Konseling emotif-evolatif
untuk mengubah sistem nilai Lia dengan menggunakan teknik penyadaran
antara yang benar dan salah seperti pemberian contoh, bermain peran, dan
pelepasan beban agar Lia melepaskan pikiran dan perasaannya yang tidak
rasional dan menggantinya dengan yang rasional sebagai kelanjutan teknik
kognitif di atas. Konseling behavioritas digunakan untuk mengubah
perilaku yang negatif dengan merobah akar-akar keyakinan Lia yang
irasional/tak logis kontrak reinforcemen, sosial modeling dan
relaksasi/meditasi.
PENUTUP
Teori
ini dalam menolong menggunakan pendekatan direct menggunakan nasehat
yang ditandai oleh menyerang masalah dengan intektual dan meyakinkan
(koselor). Tekniknya jelas, teliti, makin melihat/menyadari pikiran dan
kata-kata yang terus menerus ditujukan kepada diri sendiri, yang membawa
kehancuran kepada diri sendiri. Cara konselor ialah dengan pendekatan
yang tegas, memintakan perhatian kepada pikiran-pikiran yang menjadi
sebab gangguan itu dan bagaimana pikiran dan kalimat itu beroperasi
hingga membawa akibat yang merugikan. Konselor selanjutnya menolong dia
untuk memikir kembali, menantang, mendebat, menyebutkan kembali
kalimat-kalimat yang merugikan itu, dan dengan cara demikian ia membawa
klien ke kesadaran dan tilikan baru. Tetapi tilikan dan kesadaran tidak
cukup. Ia harus dilatih untuk berpikir dan berkata kepada diri sendiri
hal-hal yang lebih positive dan realistik. Terapis mengajar klien untuk
berpikir betul dan bertindak efektif. Teknik yang dipakai bersifat
eklektif dengan pertimbangan :
1. Ekonomis dari segi waktu baik bagi konselor maupun konseli
2. Efektifitas teknis-teknis yang dipakai cocok untuk bermacam ragam konseli
3. Kesegaran hasil yang dicapai,
4. Kedalaman dan tanah lama serta dapat dipakai konseli untuk mengkonseling dirinya sendiri kalah.
Kesimpulannya,
penstrukturan kembali filosofis untuk merubah kepribadian yang salah
berfungsi menyangkut langkah-langkah sebagai berikut : (1) mengakui
sepenuhnya bahwa kita sebagian besar bertanggungjawab penciptaan
masalah-masalah kita sendiri; (2) menerima pengertian bahwa kita
mempunyai kemampuan untuk merubah gangguan-gangguan secara berarti; (3)

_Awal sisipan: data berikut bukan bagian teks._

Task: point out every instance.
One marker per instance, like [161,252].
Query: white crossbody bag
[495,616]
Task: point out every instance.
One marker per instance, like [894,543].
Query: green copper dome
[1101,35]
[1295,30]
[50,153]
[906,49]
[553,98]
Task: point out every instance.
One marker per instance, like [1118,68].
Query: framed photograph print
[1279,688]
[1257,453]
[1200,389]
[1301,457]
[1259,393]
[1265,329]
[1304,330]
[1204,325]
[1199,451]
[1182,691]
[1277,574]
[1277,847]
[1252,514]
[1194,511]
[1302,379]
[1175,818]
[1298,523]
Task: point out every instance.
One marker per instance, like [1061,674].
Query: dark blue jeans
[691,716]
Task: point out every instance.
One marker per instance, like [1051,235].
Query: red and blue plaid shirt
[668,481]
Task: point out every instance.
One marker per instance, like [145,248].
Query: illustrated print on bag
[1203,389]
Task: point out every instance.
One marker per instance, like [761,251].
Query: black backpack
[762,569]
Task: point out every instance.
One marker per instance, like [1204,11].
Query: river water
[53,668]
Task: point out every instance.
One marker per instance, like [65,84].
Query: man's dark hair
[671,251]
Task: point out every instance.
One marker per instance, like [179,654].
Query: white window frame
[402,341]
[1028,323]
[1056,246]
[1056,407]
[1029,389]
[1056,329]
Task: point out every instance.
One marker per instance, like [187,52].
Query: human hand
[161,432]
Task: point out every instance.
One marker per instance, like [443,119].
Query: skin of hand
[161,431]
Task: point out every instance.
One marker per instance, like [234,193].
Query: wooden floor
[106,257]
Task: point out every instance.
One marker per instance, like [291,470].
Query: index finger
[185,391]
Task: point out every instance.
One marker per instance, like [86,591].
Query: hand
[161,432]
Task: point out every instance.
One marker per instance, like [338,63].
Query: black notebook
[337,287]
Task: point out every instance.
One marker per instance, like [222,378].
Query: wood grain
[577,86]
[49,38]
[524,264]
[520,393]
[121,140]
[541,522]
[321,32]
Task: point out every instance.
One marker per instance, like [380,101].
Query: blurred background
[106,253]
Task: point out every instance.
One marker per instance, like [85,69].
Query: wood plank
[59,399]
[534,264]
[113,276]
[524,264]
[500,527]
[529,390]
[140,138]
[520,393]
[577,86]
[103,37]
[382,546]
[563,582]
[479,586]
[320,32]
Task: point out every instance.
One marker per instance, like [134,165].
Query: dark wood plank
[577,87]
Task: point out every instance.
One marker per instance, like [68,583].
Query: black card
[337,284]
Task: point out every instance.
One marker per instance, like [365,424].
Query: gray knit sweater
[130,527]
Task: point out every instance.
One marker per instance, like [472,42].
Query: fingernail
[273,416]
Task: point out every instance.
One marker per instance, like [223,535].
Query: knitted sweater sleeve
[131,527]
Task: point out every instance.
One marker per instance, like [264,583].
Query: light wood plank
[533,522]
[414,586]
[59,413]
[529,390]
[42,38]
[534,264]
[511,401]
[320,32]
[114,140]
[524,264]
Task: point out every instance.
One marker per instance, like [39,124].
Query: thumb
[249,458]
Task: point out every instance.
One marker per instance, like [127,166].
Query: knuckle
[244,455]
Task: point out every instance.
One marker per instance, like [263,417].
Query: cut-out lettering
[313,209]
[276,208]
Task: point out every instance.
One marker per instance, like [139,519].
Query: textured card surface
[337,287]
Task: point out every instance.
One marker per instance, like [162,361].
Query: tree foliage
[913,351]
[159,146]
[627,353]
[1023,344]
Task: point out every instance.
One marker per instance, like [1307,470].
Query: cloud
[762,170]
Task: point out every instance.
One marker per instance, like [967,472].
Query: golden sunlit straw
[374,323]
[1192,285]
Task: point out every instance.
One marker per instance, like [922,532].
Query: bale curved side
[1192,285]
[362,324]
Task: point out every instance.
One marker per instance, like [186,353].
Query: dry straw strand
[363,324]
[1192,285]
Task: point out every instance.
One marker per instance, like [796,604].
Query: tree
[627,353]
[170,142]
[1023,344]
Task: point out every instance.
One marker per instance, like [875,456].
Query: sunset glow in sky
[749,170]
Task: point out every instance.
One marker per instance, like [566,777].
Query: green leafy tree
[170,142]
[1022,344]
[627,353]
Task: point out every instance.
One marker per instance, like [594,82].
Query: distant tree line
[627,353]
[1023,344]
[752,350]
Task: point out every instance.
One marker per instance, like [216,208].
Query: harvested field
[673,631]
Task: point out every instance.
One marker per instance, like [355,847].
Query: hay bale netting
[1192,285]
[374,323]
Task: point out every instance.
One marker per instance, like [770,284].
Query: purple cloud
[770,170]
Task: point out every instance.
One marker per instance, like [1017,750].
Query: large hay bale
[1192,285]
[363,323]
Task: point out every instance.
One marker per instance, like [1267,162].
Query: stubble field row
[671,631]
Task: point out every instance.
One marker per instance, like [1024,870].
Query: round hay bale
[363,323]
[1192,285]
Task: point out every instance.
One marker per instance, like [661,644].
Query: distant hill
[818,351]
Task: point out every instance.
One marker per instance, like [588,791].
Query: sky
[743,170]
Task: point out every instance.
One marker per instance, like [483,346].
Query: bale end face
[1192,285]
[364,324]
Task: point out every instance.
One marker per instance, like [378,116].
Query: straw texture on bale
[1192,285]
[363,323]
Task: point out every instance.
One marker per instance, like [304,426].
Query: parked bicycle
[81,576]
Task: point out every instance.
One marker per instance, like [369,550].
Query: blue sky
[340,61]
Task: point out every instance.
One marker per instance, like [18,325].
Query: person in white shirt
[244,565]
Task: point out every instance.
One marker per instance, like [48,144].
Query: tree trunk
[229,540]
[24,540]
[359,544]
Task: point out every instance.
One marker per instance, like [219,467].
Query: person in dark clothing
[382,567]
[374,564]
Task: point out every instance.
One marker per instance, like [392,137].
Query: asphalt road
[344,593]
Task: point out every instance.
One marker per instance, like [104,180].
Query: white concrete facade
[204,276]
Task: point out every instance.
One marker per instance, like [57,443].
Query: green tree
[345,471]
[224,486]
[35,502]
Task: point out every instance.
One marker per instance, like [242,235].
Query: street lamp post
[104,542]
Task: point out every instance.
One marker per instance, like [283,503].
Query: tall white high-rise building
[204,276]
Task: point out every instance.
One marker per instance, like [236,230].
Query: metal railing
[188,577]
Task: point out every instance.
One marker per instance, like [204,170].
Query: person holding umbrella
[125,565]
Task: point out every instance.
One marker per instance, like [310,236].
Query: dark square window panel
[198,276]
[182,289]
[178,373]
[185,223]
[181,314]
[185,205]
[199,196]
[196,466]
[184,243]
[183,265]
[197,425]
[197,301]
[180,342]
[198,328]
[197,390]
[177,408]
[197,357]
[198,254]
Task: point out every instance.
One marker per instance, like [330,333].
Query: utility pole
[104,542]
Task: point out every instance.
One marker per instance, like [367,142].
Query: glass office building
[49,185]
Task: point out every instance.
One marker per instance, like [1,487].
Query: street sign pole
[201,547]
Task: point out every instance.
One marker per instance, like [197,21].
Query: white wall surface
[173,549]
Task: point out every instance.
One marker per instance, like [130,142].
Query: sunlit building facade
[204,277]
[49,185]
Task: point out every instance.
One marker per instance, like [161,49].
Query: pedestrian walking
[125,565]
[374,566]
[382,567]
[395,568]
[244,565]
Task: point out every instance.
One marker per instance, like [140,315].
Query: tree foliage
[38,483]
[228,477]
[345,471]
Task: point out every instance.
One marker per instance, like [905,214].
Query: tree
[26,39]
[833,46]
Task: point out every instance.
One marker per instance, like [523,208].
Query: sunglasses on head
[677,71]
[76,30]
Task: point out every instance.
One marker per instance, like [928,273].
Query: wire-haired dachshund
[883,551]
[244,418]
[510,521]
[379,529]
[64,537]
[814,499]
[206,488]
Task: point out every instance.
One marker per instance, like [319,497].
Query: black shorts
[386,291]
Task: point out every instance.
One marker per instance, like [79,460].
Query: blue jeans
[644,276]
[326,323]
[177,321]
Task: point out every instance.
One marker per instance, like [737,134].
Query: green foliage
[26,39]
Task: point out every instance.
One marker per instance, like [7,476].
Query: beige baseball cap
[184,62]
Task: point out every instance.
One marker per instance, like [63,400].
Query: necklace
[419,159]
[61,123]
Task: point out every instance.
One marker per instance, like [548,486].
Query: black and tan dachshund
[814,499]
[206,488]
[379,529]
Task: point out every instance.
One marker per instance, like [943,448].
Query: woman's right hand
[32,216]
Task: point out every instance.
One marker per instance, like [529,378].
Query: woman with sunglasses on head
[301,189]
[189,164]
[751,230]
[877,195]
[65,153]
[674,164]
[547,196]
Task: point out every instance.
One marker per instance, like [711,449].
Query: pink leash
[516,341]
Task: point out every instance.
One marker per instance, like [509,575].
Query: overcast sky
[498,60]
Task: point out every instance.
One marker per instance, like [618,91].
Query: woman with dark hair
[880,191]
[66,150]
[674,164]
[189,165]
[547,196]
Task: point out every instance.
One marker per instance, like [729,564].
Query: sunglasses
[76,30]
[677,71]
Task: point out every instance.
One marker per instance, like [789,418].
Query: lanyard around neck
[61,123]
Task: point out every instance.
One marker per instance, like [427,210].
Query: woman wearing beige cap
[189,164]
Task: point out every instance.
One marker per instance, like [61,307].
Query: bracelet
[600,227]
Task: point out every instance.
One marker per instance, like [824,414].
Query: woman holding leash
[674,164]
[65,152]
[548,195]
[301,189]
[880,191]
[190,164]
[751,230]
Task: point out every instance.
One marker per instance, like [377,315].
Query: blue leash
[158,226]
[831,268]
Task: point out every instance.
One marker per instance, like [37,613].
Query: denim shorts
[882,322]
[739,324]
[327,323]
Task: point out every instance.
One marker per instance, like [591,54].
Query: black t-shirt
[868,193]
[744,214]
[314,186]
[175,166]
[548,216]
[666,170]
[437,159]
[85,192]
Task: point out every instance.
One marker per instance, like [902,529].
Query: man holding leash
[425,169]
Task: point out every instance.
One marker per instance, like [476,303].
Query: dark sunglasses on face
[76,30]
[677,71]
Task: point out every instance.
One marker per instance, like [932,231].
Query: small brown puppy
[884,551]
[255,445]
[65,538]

menyadari bahwa problem-problem dan emosi kita berasal dari
kepercayaan-kepercayaan tidak rasional ; (4) mempersepsi dengan jelas
kepercayaan-kepercayaan ini; (5) menerima kenyataan bahwa, jika kita
mengharap untuk berubah, kita lebih baik harus menangani cara-cara
tingkah laku dan emosi untuk tindak balasan kepada
kepercayaan-kepercayaan kita dan perasaan-perasan yang salah fungsi dan
tindakan-tindakan yang mengikuti; dan (6) mempraktekkan metode-metode
RET untuk menghilangkan atau merubah konsekuensi-konsekuensi yang
terganggu pada sisa waktu hidup kita ini.